21:祭の夜

「レーゲン、よくぞ……よくぞやり遂げてくれた」
「父上……!」

 ラーラと名乗っていた悪魔・テプティの手からミズベリアを解放したエイミたちが最初に見たものは、無事の再会を喜ぶルフトゥ王とレーゲン王子の親子の抱擁であった。
 幽霊船を経て西大陸にやって来てから続いていた悪魔との戦いに、これでようやくひとまずの終わりを告げることになる。

「サニー、皆……ここまで共に戦ってくれて、心から感謝する。ここからは我々が自力で元の……いや、より良い国へと進んでいく番だ」
「ああ。まずは民の生活を元に戻していくのと、騎士王国との同盟の準備を急がねばな」

 かつてはおとぎ話の存在だった千年前の脅威があちこちで暗躍し、事実この二国は危うく滅ぼされるところだった。
 今は互いに結束を強め、助け合う時だろう。レーゲン王子はディフェットでの謁見時に、あちらの王から同盟の提案を持ち帰っていたようだ。

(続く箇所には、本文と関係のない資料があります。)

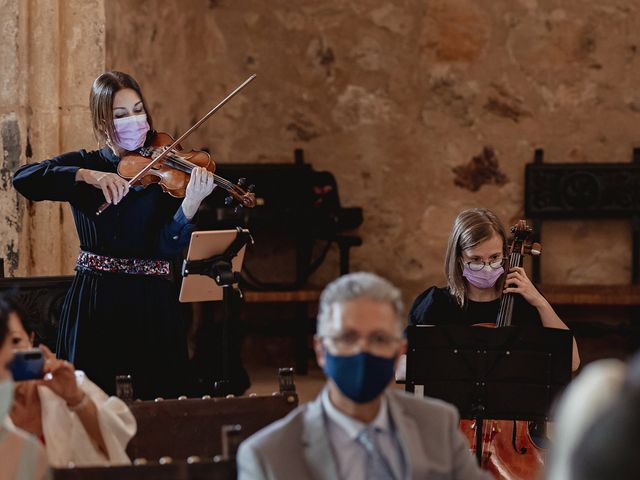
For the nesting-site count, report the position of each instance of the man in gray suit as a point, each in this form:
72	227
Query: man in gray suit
358	428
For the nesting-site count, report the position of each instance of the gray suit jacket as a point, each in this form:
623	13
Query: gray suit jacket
297	446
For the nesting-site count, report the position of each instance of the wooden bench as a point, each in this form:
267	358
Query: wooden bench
302	299
567	191
193	427
208	469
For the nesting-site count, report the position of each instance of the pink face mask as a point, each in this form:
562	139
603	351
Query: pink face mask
131	132
485	278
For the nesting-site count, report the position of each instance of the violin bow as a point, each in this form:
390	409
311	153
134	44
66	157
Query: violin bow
170	148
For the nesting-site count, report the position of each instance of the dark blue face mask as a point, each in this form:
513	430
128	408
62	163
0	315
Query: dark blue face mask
361	377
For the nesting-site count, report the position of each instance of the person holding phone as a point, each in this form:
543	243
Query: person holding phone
21	455
75	419
121	314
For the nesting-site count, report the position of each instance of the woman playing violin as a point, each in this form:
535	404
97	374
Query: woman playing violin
121	314
476	277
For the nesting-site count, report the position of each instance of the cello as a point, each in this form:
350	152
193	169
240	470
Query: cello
508	449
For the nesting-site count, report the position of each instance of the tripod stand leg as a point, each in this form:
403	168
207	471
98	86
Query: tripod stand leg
479	434
301	333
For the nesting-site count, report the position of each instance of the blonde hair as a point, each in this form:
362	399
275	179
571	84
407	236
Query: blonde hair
103	90
469	229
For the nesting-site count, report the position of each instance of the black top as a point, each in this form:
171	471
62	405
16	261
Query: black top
147	223
436	306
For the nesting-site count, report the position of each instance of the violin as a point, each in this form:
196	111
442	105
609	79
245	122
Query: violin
174	171
509	451
165	162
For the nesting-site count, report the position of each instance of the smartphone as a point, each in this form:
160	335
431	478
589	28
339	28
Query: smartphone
27	364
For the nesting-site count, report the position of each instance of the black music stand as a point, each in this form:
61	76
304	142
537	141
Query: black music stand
220	267
507	373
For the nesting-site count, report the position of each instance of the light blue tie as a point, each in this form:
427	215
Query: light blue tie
377	467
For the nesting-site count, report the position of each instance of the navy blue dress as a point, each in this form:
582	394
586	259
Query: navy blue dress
113	323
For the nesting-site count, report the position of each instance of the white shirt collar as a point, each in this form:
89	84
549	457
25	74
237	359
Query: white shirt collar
350	425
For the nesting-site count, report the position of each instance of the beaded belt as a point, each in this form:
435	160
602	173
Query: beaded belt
131	266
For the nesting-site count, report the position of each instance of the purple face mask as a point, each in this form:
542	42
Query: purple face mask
131	131
485	278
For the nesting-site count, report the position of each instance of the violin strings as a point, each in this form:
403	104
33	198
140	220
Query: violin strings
226	184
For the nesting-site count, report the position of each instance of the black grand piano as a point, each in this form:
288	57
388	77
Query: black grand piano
298	217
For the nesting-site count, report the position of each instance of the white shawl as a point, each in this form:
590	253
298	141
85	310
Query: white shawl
67	442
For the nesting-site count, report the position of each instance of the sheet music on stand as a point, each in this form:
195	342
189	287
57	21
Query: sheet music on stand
506	373
211	272
509	372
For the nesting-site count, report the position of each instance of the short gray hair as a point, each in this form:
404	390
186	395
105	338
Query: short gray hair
353	286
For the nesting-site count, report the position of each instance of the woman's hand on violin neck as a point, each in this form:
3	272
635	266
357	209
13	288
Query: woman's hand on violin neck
201	184
518	282
113	186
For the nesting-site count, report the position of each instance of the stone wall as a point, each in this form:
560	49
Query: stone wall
50	52
420	109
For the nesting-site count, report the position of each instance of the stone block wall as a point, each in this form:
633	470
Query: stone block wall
420	109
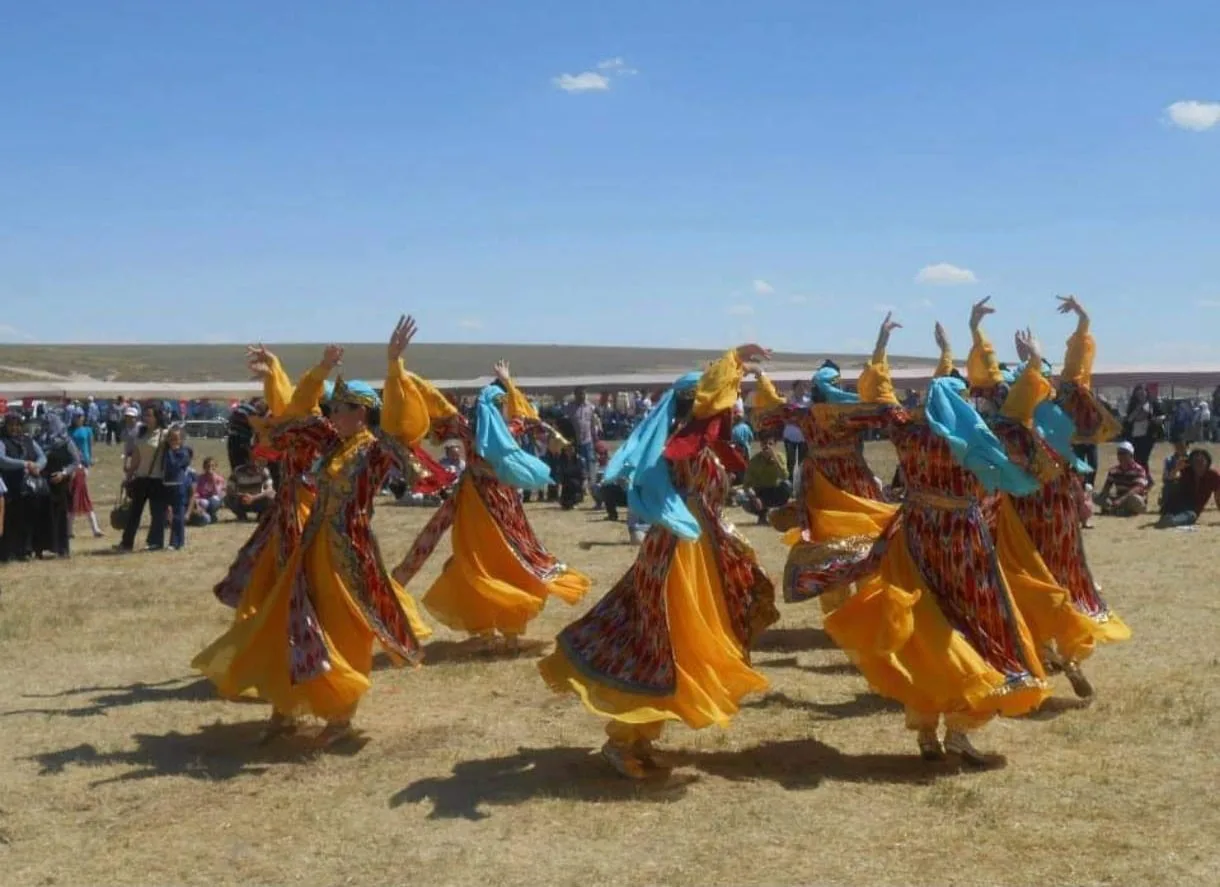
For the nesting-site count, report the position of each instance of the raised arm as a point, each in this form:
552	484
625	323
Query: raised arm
982	367
404	409
944	366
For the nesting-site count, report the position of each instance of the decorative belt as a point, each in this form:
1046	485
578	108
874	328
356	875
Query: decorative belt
828	452
937	500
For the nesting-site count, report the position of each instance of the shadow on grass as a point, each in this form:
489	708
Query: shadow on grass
793	641
860	705
471	650
578	774
121	697
215	753
548	772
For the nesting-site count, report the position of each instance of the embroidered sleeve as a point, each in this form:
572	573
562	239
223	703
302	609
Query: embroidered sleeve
405	410
875	384
1030	389
719	387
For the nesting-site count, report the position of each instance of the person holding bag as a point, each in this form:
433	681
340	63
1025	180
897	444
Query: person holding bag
21	466
144	467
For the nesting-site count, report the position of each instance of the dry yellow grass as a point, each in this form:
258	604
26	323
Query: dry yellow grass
118	766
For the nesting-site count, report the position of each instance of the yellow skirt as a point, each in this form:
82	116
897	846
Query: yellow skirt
713	675
898	637
833	514
253	657
483	586
1046	605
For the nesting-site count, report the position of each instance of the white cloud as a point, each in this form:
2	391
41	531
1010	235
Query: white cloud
616	66
9	333
1193	115
594	81
943	273
584	82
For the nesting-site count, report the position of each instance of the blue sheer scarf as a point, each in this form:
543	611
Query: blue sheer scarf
972	444
494	442
641	464
825	381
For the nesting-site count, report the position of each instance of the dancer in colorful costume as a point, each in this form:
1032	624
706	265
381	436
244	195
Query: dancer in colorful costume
499	575
278	531
932	621
308	648
1060	602
670	642
838	499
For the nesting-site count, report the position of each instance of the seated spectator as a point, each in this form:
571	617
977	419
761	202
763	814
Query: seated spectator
1193	486
453	461
766	481
250	489
1126	487
209	495
569	471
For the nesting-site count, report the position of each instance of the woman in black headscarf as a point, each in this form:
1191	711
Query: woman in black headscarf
54	526
21	465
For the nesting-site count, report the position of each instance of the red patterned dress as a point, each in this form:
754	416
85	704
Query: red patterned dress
671	639
308	648
933	622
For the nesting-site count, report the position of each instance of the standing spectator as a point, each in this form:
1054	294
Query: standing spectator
209	492
21	466
1137	426
793	439
766	481
82	503
53	530
584	425
1188	495
240	432
1126	486
144	470
177	484
250	489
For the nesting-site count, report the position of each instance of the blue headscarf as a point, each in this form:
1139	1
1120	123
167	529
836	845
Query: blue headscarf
639	461
825	381
494	442
971	442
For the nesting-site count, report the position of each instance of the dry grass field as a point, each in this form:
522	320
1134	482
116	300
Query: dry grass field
120	766
436	360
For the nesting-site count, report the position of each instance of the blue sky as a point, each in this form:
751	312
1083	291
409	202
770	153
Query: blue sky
774	170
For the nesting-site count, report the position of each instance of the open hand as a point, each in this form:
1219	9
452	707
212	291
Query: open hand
980	310
753	353
942	338
404	331
332	356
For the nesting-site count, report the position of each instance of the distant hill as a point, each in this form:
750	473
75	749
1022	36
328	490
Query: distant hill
436	360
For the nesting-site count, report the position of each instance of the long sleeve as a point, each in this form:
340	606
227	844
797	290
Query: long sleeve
304	399
277	389
404	409
875	384
719	387
1030	389
982	369
519	404
1079	359
766	398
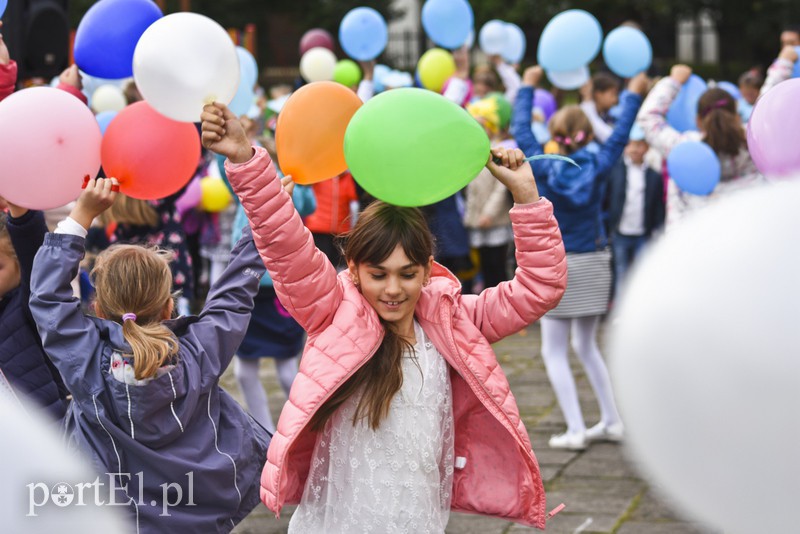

「そういう訳だから、そなたたちはゆっくり体を休めてくれ。今の我々にできることは少ないが、心から歓迎しよう」
「ありがとうございます」

 エイミがぺこりと頭を下げると、レーゲンは「ああ、それから」と続ける。

「そなたたちは精霊を探しているそうだな。ミズベリアの近くには火の精霊ルベインが住まう地がある。後日案内させよう」

 西大陸の中でも特にこの砂漠地帯は火の精霊の強い影響を受けた土地だ。
 そういえば、最初に砂漠に足を踏み入れた時に、地精霊が何やら気になることを言っていたような……とモーアンが記憶の端に引っ掛かっていた事柄を手繰り寄せていた時、

「はいはーい! 案内ならアタシが行くよ!」

 ぴょこんと元気よく手をあげて、サニーが話に入ってきた。

「もともとミズベリアの人ならみんな知ってる場所だし、兵士さんも宮殿の人たちもみんな復興に忙しいでしょ?」
「サニー……ありがとう。それならそなたに頼もう」
「まっかせといてよ、レイン!」

 自信ありげに反った胸を力いっぱい叩いて見せ、サニーが笑う。
 エイミたちの次の目的地と同行者が決まった訳だが、ここにはもう一人、そのどちらでもない人物がいるわけで……

「シグルス兄ちゃんも一緒に行こうよ!」

 ディフェットの騎士、シグルス。今回の件では主君の命と、悪魔の手がかりを求めて同行していた。
 ミズベリアを取り戻した今、彼が同行する理由もなくなったのだが、

「もしかして、一人でさっさと旅立っちまうつもりかよ?」
「えぇ、それは寂しいなぁ」
「それに砂漠の一人旅は危険ですよ。急ぎたい事情はわかりますが……」

 こう口々に言われてしまえば、さすがの仏頂面騎士もたじろぐしかない。

「……まだ何も言っていないだろ」

 じっと訴えてくるエイミたちの視線に押し負けて、シグルスは長い溜息を吐き出した。